Monday, October 05, 2009

The Sorry State Of Psychotherapy

The high-status psychologists badmouth their colleagues who got their degrees from second-rate colleges:
Where's The Science? The Sorry State Of Psychotherapy

ScienceDaily (Oct. 3, 2009) — The prevalence of mental health disorders in this country has nearly doubled in the past 20 years. Who is treating all of these patients? Clinical psychologists and therapists are charged with the task, but many are falling short by using methods that are out of date and lack scientific rigor. This is in part because many of the training programs—especially some Doctorate of Psychology (PsyD) programs and for-profit training centers—are not grounded in science. ...

For example, cognitive-behavioral therapy (CBT) has been shown to be the most effective treatment for PTSD and has the fewest side-effects, yet many psychologists do not use this method. Baker and colleagues cite one study in which only 30 percent of psychologists were trained to perform CBT for PTSD and only half of those psychologists elected to use it. ... whereas medications such as Paxil have shown 25 to 50 percent relapse rates.
They also badmouth prescription drugs, as they don't have licenses to prescribe drugs.

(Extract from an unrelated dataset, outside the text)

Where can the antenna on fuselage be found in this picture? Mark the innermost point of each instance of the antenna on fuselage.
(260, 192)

Meanwhile, those quacks who can prescribe drugs tell a different story:
According to Nutt, few psychotherapy trials meet the requirements demanded of drug tests, and even those that do frequently show that psychotherapy performs no better -- and often worse -- than pharmacological interventions. What is more, he points out, many psychotherapy trials do not even consider the possibility that their treatment could harm. Yet all therapists should be aware that therapy can have adverse effects on some patients and a major part of psychotherapy training is how to deal with issues such as counter-transference that can mediate these negative effects.
I am not sure about the drugs, but I do agree that the psychologist study is not scientific if it does not even recognize the possibility of a treatment doing harm.